- Dyskusje na temat celibatu będą na pewno bardzo mocne. To nie jest dogmat, tylko kwestia wynikająca z dyscypliny kościelnej. Być może to czas na rozmowy na ten temat – oznajmił. I choć niewątpliwie jest do prawda, to nie ma powodów, by zapominać o tym, że te rozstrzygnięcia prawne są umocowane także w teologii katolickiej, a do tego nie widać powodów, dla których akurat taka dyskusja miałaby mieć teraz w Kościele miejsce.
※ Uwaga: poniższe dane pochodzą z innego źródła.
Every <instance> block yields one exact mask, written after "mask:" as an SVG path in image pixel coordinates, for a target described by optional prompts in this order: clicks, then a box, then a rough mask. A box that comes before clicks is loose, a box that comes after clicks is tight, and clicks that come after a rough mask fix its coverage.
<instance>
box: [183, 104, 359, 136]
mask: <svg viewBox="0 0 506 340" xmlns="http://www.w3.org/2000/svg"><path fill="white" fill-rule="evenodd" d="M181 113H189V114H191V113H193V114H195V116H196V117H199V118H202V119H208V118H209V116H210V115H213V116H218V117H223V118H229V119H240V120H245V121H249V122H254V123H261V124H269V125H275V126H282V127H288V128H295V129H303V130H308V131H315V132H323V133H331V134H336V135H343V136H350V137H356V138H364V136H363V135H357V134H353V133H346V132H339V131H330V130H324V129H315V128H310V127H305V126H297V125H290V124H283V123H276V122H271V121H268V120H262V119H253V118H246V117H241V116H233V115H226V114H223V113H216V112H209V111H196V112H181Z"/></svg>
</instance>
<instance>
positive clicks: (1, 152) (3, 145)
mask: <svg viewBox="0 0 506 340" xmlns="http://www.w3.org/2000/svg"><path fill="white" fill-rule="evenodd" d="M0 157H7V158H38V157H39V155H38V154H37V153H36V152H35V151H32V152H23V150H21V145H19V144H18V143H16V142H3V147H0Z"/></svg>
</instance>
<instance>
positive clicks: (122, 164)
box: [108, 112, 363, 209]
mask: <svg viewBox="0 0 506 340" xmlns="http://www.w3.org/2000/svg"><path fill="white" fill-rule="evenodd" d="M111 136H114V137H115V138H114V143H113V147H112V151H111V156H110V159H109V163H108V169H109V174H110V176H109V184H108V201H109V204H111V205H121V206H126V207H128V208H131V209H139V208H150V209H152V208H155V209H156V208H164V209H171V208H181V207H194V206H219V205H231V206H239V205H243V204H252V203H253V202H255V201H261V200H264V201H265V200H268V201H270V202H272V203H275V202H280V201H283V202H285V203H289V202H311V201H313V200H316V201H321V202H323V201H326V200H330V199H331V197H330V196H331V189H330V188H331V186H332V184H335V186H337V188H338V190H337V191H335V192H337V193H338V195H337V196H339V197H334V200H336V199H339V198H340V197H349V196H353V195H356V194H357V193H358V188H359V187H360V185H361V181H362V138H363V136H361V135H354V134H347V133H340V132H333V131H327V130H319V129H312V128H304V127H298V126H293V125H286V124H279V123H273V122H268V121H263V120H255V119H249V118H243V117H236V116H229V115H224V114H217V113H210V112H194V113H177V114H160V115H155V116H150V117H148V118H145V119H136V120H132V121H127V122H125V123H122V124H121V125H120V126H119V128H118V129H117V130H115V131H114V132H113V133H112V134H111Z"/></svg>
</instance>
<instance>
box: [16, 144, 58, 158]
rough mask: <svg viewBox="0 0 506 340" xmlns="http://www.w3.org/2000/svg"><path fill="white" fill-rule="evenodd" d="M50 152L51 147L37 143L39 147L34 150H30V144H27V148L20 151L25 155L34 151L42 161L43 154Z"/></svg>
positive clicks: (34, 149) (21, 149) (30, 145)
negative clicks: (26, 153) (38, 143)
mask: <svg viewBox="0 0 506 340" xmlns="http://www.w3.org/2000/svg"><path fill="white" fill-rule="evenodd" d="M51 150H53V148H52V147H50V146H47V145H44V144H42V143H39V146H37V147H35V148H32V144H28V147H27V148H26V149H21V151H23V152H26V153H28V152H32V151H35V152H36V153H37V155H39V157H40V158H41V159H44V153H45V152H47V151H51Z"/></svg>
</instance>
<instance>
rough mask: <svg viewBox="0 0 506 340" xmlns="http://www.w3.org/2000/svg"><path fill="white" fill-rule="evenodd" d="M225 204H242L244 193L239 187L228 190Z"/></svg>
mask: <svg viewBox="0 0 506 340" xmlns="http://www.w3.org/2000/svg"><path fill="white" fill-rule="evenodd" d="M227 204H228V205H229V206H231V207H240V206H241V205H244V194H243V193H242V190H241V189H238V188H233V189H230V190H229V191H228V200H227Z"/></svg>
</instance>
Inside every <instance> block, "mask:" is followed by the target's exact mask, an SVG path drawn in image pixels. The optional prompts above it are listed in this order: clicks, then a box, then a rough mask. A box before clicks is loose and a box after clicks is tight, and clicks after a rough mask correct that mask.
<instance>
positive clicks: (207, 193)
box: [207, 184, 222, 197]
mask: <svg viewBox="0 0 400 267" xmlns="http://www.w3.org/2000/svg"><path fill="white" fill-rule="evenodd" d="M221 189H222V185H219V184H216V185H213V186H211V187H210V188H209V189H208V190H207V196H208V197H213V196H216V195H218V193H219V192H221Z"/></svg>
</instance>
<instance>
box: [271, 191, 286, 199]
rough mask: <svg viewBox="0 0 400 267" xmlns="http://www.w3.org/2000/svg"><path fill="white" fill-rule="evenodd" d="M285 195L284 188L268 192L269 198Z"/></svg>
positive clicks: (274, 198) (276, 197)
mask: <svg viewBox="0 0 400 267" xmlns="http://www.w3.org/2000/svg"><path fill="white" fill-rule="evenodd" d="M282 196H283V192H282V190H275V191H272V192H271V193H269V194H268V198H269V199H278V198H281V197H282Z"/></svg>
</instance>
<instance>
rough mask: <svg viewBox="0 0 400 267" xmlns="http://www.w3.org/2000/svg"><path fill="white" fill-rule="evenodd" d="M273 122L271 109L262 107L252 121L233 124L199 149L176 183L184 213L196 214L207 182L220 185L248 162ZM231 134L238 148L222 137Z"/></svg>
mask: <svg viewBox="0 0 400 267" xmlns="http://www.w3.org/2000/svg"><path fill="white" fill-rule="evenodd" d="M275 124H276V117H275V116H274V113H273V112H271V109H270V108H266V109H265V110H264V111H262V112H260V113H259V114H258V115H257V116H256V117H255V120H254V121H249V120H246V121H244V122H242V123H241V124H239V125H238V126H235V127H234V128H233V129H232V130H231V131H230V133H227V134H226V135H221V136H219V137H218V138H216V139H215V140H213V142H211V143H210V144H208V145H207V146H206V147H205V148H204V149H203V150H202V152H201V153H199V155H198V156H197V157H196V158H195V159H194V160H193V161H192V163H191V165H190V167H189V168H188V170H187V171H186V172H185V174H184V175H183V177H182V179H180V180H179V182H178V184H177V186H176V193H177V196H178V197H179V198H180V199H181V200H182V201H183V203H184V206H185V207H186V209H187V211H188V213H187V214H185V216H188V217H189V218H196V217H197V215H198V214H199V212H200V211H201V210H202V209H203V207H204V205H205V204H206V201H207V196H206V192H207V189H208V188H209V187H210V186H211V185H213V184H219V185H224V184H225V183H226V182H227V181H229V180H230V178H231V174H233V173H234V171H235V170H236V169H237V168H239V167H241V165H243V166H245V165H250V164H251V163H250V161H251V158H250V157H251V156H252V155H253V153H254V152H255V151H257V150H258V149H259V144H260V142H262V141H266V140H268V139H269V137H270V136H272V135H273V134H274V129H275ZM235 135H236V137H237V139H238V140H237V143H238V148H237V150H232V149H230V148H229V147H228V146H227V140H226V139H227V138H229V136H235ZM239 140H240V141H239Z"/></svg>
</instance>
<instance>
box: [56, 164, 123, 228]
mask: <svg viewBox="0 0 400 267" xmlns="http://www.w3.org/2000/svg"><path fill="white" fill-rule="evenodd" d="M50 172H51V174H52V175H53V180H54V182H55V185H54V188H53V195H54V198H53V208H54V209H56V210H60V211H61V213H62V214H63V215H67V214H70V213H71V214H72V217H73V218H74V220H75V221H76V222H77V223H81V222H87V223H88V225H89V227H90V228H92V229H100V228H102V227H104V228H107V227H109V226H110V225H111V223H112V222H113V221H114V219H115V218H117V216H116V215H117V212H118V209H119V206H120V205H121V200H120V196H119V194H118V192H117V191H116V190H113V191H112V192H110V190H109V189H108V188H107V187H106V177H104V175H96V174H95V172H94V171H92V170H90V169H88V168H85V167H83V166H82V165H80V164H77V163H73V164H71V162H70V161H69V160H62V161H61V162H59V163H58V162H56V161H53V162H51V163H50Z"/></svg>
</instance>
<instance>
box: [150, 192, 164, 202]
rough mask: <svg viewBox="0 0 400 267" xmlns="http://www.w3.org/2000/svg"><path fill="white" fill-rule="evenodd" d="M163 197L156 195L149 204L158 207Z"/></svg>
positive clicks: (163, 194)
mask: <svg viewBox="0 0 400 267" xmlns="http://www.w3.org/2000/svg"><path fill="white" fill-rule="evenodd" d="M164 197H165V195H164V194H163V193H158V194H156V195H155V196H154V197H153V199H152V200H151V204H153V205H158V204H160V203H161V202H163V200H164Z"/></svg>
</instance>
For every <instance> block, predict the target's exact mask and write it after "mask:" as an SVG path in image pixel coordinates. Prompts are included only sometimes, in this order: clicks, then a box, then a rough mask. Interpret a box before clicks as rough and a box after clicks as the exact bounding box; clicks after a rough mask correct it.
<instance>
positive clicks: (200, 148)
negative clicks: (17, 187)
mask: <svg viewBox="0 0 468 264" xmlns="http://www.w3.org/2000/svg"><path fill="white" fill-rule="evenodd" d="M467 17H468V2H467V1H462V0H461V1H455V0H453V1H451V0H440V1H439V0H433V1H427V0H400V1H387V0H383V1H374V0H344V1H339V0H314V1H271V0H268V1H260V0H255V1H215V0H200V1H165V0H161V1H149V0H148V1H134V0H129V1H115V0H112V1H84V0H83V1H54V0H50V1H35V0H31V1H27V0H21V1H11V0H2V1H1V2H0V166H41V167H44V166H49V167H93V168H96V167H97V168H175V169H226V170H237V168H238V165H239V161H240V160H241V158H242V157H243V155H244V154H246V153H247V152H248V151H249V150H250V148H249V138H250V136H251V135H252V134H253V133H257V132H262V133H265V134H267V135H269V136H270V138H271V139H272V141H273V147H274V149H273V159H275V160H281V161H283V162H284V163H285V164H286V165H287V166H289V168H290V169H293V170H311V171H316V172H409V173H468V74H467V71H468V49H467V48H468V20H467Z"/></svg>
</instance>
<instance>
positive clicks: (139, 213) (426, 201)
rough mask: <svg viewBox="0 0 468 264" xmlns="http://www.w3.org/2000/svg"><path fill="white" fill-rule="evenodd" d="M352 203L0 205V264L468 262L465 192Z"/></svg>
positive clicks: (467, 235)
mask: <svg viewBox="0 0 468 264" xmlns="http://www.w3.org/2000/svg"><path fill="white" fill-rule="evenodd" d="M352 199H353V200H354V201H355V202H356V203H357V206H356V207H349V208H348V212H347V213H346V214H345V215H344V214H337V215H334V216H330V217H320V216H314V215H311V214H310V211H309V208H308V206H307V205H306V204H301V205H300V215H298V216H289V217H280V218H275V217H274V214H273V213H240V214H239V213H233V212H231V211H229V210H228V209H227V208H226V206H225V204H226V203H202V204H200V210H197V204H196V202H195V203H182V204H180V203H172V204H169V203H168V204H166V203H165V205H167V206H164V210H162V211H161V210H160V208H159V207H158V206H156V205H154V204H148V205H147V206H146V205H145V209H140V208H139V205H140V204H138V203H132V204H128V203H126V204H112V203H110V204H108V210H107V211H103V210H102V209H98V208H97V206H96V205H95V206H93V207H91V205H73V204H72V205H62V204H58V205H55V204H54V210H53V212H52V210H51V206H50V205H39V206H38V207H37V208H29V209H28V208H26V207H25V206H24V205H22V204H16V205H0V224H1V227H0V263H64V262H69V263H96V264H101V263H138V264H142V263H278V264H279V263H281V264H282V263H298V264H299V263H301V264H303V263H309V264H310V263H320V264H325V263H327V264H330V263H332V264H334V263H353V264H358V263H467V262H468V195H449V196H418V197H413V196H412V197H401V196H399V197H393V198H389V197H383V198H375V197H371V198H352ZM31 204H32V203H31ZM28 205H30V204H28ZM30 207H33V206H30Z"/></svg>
Ale opinia ks. Sowy i tak nawet nie umywa się do „mądrości” Kamila Sipowicza. - Większość czynów pedofilskich w Kościele wynikała z życia w celibacie. Energia seksualna tych mężczyzn jest bardzo silna. Dokonywali tych czynów nie dlatego, że są pedofilami, tylko dlatego, że żyją w celibacie. Nowy papież musi się szybko zająć tym problemem – oznajmił. I z tym już trudno dyskutować. Większość zdecydowaną skandali seksualnych stanowią bowiem akty homoseksualne. A w przypadku homoseksualistów zniesienie celibatu nic nie zmieni. Trzeba zwyczajnie zastosować wobec nich zasadę zero tolerancji i zaprzestać ich wyświęcenia. I wtedy celibat nie będzie wywoływał takich skandali, ale będzie wielkim darem dla Kościoła.